In the case of Ireland, the US government took the side of Apple against its own interests. At the same time, an army of lawyers and accountants has been busy punching holes in the tax codes of all countries where such companies operate. The European Union estimates that corporate tax evasion costs it $75 to $100 billion a year in lost taxes. According to Oxfam USA, tax evasion by transnational corporations costs the United States approximately $150 billion a year, while developing countries lose $140 billion a year in unpaid taxes.
In his book The Hidden Wealth of Nations, the French economist Gabriel Zucman said that “55 percent of all profits of North American businesses are in tax havens today.” The Offshore Shell Games 2016 study tells us that the Fortune 500 companies have almost $2.5 trillion in accumulated profits tucked in offshore accounts.

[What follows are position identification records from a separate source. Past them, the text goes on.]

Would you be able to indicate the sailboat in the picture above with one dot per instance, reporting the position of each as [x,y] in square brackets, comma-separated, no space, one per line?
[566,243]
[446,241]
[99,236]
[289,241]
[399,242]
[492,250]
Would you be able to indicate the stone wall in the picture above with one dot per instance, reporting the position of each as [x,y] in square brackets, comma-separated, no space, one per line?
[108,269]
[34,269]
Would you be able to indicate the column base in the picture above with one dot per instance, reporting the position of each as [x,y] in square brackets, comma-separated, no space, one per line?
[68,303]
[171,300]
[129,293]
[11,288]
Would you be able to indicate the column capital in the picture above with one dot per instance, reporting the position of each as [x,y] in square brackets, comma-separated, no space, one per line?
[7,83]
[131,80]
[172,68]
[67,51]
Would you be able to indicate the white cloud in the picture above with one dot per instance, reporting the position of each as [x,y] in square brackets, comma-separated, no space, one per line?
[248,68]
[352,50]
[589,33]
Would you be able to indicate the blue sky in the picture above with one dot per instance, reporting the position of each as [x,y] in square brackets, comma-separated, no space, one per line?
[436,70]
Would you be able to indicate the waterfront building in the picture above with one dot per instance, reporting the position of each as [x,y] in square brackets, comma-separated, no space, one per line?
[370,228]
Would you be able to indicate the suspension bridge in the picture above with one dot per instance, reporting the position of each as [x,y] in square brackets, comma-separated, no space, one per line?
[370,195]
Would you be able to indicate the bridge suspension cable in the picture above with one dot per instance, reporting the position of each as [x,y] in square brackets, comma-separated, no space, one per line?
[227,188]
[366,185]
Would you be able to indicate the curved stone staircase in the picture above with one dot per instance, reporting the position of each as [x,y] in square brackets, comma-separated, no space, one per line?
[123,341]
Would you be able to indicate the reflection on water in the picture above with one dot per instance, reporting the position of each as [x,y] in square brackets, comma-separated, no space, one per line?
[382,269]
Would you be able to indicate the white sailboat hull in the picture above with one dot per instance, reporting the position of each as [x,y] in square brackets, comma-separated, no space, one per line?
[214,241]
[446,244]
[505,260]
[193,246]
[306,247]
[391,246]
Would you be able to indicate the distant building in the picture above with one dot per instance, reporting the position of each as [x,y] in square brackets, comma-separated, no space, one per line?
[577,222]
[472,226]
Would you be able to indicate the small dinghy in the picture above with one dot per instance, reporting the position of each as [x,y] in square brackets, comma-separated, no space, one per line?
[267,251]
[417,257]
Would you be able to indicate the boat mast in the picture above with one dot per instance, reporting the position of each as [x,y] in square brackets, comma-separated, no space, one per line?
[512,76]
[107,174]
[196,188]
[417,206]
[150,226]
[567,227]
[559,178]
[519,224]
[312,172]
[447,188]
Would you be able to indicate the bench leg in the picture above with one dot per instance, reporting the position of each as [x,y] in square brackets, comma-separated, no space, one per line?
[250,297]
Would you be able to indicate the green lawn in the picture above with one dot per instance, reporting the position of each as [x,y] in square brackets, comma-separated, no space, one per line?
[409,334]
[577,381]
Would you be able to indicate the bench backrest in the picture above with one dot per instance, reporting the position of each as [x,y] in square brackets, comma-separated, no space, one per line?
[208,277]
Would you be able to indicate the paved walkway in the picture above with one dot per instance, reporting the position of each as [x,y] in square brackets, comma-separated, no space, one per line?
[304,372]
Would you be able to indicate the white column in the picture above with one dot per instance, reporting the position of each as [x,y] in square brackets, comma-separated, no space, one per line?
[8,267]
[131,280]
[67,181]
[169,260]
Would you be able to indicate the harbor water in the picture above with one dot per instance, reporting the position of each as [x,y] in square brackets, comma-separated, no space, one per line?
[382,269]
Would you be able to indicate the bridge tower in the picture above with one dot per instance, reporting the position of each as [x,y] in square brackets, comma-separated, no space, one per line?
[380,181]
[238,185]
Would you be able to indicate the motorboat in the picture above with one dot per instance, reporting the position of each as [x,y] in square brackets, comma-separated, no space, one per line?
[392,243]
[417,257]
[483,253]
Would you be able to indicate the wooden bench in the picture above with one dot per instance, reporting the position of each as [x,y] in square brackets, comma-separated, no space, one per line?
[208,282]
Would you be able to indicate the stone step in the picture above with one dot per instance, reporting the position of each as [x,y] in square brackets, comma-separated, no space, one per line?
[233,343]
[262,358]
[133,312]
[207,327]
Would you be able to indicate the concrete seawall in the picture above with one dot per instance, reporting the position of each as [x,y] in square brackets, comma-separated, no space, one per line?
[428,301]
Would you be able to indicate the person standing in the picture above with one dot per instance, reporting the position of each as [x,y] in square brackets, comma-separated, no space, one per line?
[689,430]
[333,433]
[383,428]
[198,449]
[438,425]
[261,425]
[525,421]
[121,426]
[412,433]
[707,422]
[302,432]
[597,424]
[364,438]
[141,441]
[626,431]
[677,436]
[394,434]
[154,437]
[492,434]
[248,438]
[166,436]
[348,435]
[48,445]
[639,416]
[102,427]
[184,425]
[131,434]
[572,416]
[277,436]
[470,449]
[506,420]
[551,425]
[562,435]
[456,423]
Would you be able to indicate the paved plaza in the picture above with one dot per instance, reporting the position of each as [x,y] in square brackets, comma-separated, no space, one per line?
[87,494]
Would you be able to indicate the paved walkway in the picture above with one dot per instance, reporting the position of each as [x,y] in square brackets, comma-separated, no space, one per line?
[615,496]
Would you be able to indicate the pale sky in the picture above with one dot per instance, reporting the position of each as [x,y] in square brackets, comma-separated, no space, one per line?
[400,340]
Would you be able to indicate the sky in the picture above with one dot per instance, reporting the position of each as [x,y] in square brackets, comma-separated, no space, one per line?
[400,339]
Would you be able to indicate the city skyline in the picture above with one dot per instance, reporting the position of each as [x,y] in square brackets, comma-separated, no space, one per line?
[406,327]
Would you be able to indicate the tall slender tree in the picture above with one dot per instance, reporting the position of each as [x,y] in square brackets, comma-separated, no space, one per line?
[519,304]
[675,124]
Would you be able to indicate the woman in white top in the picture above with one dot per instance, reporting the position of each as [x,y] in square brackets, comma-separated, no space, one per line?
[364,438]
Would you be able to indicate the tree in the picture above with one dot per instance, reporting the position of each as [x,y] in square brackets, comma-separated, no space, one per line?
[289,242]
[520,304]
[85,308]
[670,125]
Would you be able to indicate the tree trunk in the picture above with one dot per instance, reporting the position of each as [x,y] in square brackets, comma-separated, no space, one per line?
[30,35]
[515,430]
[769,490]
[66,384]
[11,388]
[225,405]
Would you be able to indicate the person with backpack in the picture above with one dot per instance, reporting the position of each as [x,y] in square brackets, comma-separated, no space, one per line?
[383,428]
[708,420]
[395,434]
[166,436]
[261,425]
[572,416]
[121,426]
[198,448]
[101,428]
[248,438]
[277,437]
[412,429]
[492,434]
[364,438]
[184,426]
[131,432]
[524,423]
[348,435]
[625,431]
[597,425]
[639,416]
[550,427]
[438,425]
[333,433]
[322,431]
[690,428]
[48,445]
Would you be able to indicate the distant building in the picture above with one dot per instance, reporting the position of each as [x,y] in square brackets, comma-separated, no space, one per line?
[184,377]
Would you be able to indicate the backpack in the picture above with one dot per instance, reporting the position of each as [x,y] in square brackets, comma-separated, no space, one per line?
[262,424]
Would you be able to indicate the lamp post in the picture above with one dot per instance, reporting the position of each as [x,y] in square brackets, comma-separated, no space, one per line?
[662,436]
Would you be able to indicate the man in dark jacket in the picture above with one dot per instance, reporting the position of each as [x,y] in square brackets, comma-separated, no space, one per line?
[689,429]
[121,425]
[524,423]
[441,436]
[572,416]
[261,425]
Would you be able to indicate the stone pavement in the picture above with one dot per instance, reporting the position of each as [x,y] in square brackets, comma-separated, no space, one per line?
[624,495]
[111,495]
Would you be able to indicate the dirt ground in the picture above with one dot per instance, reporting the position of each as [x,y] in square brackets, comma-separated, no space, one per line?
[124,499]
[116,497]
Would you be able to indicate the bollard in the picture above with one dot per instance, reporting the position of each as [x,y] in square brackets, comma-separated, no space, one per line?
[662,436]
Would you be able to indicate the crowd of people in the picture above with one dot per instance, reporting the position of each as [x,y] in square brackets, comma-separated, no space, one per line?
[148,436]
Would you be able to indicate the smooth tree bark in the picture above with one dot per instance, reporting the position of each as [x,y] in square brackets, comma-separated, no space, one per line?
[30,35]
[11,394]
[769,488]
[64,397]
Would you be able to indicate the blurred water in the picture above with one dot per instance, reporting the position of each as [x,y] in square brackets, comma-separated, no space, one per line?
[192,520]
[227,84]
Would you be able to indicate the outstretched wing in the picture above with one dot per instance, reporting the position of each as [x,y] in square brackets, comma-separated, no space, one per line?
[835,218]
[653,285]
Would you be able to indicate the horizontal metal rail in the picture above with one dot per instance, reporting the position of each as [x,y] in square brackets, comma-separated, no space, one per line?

The existence of murky tax rule and an extreme concentration of wealth in tax havens, Gaidoni explains, means that citizens all over the world are deprived of their economic, social and cultural rights. Moreover, they lose civil and political rights, such as the right to be informed and to participate in political decisions.
If multinational corporations of US origin register their profits in several tax havens, they do it to avoid paying taxes in the USA. The Offshore Shell Games 2016 study reveals that Apple recorded $214.9 billion in offshore accounts, of which $65.4 billion was taxed by the US Treasury. Why doesn’t the United States take action to combat this? It has the means to make the multinationals pay their taxes. Why don’t they do it?
Ecuador proposed to create an intergovernmental entity at the United National to avoid tax havens and to adopt a binding international law to deal with multinational companies that have violated human rights. According to Gaidoni, “the connection should be clear: multinational corporations can violate human rights in many way and tax evasion is one of them.” Sadly, the transparency experts meeting in Panama didn’t touch these basic issues.
When talking about transparency at these conferences, multinational corporations operating both in the region and in US tax havens are untouchable.